Poirot transferred his gaze from the young man to his older companion. If one wanted to sum up Mr Jesmond in a word, the word would have been discretion. Everything about Mr Jesmond was discreet. His well-cut but inconspicuous clothes, his pleasant, well-bred voice which rarely soared out of an agreeable monotone, his light-brown hair just thinning a little at the temples, his pale serious face. It seemed to Hercule Poirot that he had known not one Mr Jesmond but a dozen Mr Jesmonds in his time, all using sooner or later the same phrase – ‘a position of the utmost delicacy.’

‘The police,’ said Hercule Poirot, ‘can be very discreet, you know.’

Mr Jesmond shook his head firmly.

‘Not the police,’ he said. ‘To recover the – er – what we want to recover will almost inevitably invoke taking proceedings in the law courts and we know so little. We suspect, but we do not know.’
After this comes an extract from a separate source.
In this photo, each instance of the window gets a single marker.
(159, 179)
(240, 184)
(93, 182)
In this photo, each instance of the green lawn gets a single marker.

‘You have my sympathy,’ said Hercule Poirot again.

If he imagined that his sympathy was going to mean anything to his two visitors, he was wrong. They did not want sympathy, they wanted practical help. Mr Jesmond began once more to talk about the delights of an English Christmas.

‘It’s dying out, you know,’ he said, ‘the real old-fashioned type of Christmas. People spend it at hotels nowadays. But an English Christmas with all the family gathered round, the children and their stockings, the Christmas tree, the turkey and plum pudding, the crackers. The snowman outside the window –’

In the interests of exactitude, Hercule Poirot intervened.

‘To make a snowman one has to have the snow,’ he remarked severely. ‘And one cannot have snow to order, even for an English Christmas.’

‘I was talking to a friend of mine in the meteorological office only today,’ said Mr Jesmond, ‘and he tells me that it is highly probable there will be snow this Christmas.’

It was the wrong thing to have said. Hercule Poirot shuddered more forcefully than ever.

‘Snow in the country!’ he said. ‘That would be still more abominable. A large, cold, stone manor house.’

‘Not at all,’ said Mr Jesmond. ‘Things have changed very much in the last ten years or so. Oil-fired central heating.’